Not Losing is a Loser’s Game

The Obama administration’s weak and failing Middle East policy—the struggle against ISIS and the ultimate fate of the Bashar al-Assad regime in Syria—revolves around a non-strategy of avoiding a major foreign-policy debacle in the 15 months remaining before a new president takes office. But it’s too late. Russia and Iran calling the shots in the Middle East is an American foreign-policy debacle.

While a good defense sometimes wins in football, the team that scores the most points always wins. Football is a game, war isn’t. Furthermore, when Russia and the United States are involved, both with nuclear forces capable of wiping out the world, rules matter. Terrorists and rogue regimes win by thwarting the rules.

Washington’s insipid Middle East strategy stands on weak legs: avoiding commitment to "boots on the ground" by employing military advisors coupled to a less than robust aerial campaign so hamstrung by rules of engagement that planes often return to base with unused ordnance and drone strikes that avoid risk to air crews but accomplish very little. Furthermore, effective diplomacy relies on a very big military stick. In this case Moscow brings a club to the table while Washington shows up with twigs. It will be interesting to watch Russia’s actions to the claim that ISIS was responsible for bringing down Russian Metrojet Flight 9268.

The deployment of 50 Special Forces advisors supposedly to train and assist anti-Assad and anti-ISIS forces puts Americans at risk of being killed or captured. Worse, since Russian/Iranian strategy focuses on propping up Assad, the preponderance of Russian airstrikes will target anti-Assad groups that Americans will be advising. So far only a few Russian sorties have targeted ISIS, most of them aimed at Chechen ISIS elements. Blowing up the airliner may change that.

Unfortunately, the Obama administration favors reliance on advisors, limited air strikes, and drone operations. Making war not to lose creates only an illusion of victory. A timid air campaign featuring pinprick aerial strikes by fighter bombers and unmanned aerial drones aimed at degrading rather than defeating ISIS cannot win. Meanwhile, the ISIS genocidal campaign against Shi’ites and Arab Christians continues fostering a refugee crisis in Europe not seen since World War II.

All wars are won or lost in the heads of leaders, whether bourgeois politicians, dictators, military leaders, or fanatically determined terrorists. To win decisively is the best way to destroy any enemy’s will to fight, and that takes much more force than 50 advisors and limited air attacks can deliver. The quicker that overwhelming force is applied, the more limited the casualties on each side, including collateral damage.

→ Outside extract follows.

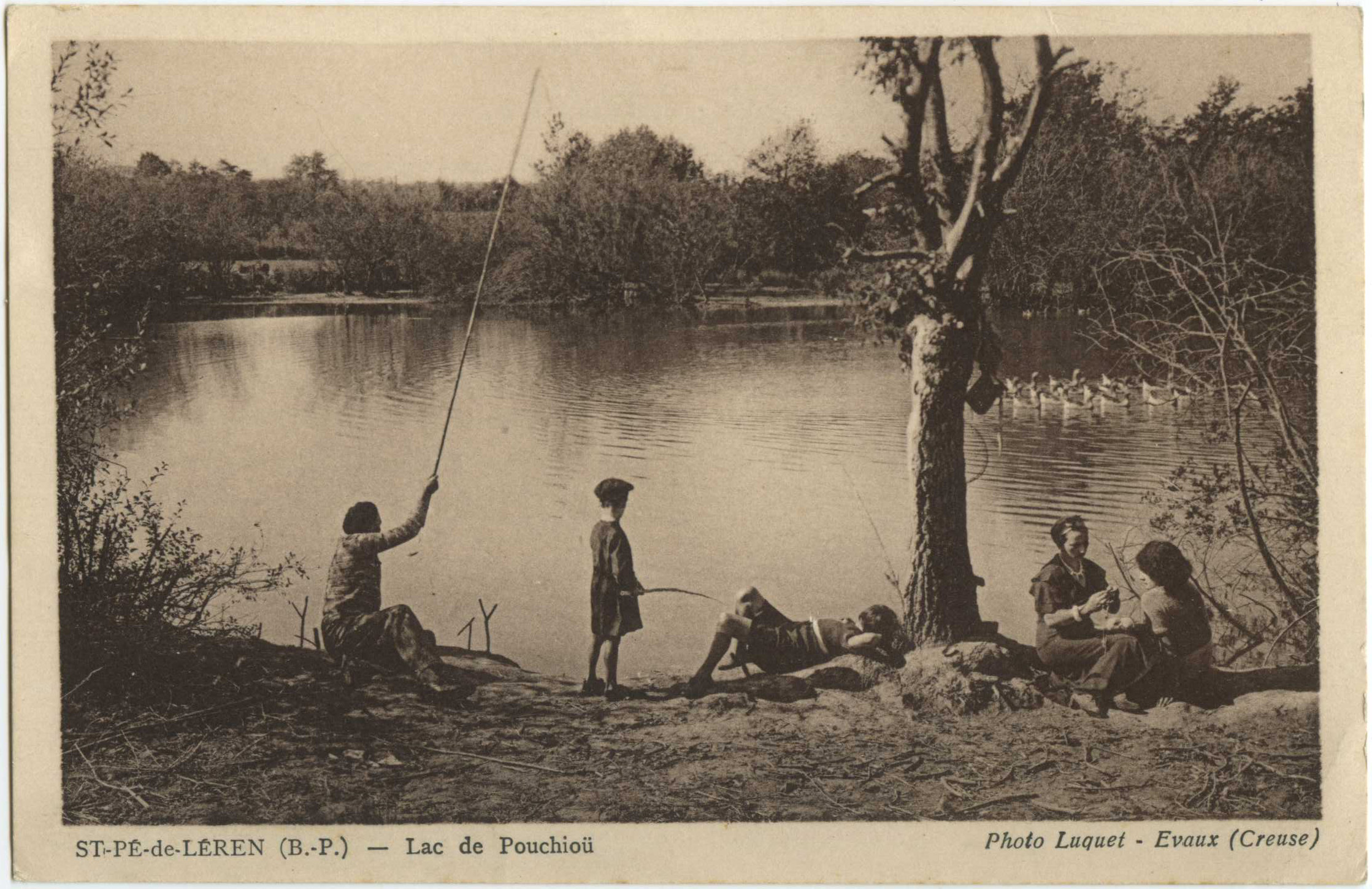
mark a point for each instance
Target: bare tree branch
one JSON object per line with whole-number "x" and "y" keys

Pinprick strikes won’t defeat ISIS or compel regime change in Damascus. Moscow will continue to support Assad because that provides it access to the Mediterranean and makes Russia the major power broker at the world’s energy epicenter. America has no winning hand in negotiating Assad’s removal, and placing U.S. military advisors with forces likely to be attacked by Russians and Iranians risks a much wider war. If Moscow wants Assad in power, it will get it. If not him, then Russia will name his successor. Obama’s failed policies have ceded that option to Russia and Iran.

Washington’s only chance to retrieve a semblance of strategic leadership in the Middle East is to move decisively against ISIS. Degrading its capabilities only delays a disastrous defeat. The way to intimidate fanatical jihadists is to make it clear that winning is impossible and their defeat and demise are inevitable. Their only choices must be to give it up or die. Bringing them to that decision point involves breaking their collective will. If Washington leads boldly, Egypt, Jordan, Saudi Arabia, the Kurds, and the United Arab Emirates follow. Otherwise, the future of the Middle East will be determined in Moscow and Teheran and a major war—a nuclear war involving Israel and likely to bring in the United States—becomes highly likely.

That is what not losing looks like. It’s a loser’s gambit with the highest possible stakes.

— Dr. Earl Tilford is a military historian and fellow for the Middle East & terrorism with The Center for Vision & Values at Grove City College. A retired Air Force intelligence officer, Tilford earned his PhD in American and European military history at George Washington University.